O cultivo da sabedoria é a chave para dissolver as ilusões do ego. A sabedoria nos ensina que a verdadeira liderança não é controladora ou possessiva, mas está a serviço da verdade e da compaixão. Um líder sábio compreende que o poder é uma ferramenta a ser usada com responsabilidade, e que cada ação tem consequências (karma). O impacto do poder mal utilizado pode reverberar por gerações e assim gerar ciclos de sofrimento, não apenas reações imediatas. Já o poder orientado pela sabedoria e pela compaixão gera um legado de harmonia e bem-estar.
Engajamento Consciente: Política como Caminho Espiritual
Podemos interpretar o engajamento consciente sob a lente do que chamamos de “meios hábeis”. Isso se refere a habilidade de aplicar o ensinamento do Dharma de maneira eficaz e apropriada às circunstâncias. O engajamento político deve ser feito com discernimento e sabedoria. Um indivíduo que deseja se engajar de maneira consciente na política precisa cultivar a observação da mente, buscando compreender as dinâmicas sutis do poder, as necessidades da sociedade e as causas subjacentes do sofrimento coletivo.
Ao se engajar politicamente, o praticante budista deve constantemente se perguntar: “Estou agindo a partir de um lugar de compaixão e sabedoria ou estou sendo movido pelo medo, pelo desejo de controle ou pelo ódio?”
Esse autoexame é básico para evitar que o engajamento se torne um campo de batalha de egos, em contramão a um espaço de transformação e geração de bem-estar e dignidade física e espitirual à comunidade e sociedade.
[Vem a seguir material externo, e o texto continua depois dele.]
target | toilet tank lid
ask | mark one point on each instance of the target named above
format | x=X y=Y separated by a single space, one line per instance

Um indivíduo consciente sabe que sua participação política pode influenciar o futuro de muitos seres. Portanto, o voto, a atuação em movimentos sociais ou a própria candidatura a um cargo político são oportunidades de colocar em prática os ensinamentos do Dharma. O voto consciente não deve ser baseado em impulsos momentâneos ou em discursos inflamados, mas em uma análise cuidadosa dos efeitos que uma política ou um candidato podem ter sobre o sofrimento e o bem-estar das pessoas.
A Política como Caminho Espiritual
Finalmente, é importante entender que a política não é algo separado do caminho espiritual. Para o budista engajado, a política pode ser vista como um campo de prática. Assim como o Bodhisattva, que se compromete a ajudar todos os seres a alcançar a libertação, o político praticante budista pode utilizar seu tempo, seu poder e sua influência para construir uma sociedade mais justa, compassiva e consciente.
O ideal de governança de um Bodhisattva é aquele que visa criar condições favoráveis para o despertar coletivo, minimizando as causas do sofrimento e incentivando a harmonia social. Dessa maneira, a política, quando orientada pelos princípios do Dharma, torna-se um caminho de liberação, tanto para o líder quanto para a sociedade que ele serve.
A política, quando praticada com ética, compaixão e sabedoria, torna-se um veículo de transformação profunda. Ela pode, quando guiada por intenções puras e práticas habilidosas, se tornar um campo fértil para o crescimento espiritual e social. O líder que abraça os princípios budistas, como o não-apego, a compaixão e a sabedoria, transforma sua liderança em um serviço à humanidade e à busca pelo despertar coletivo.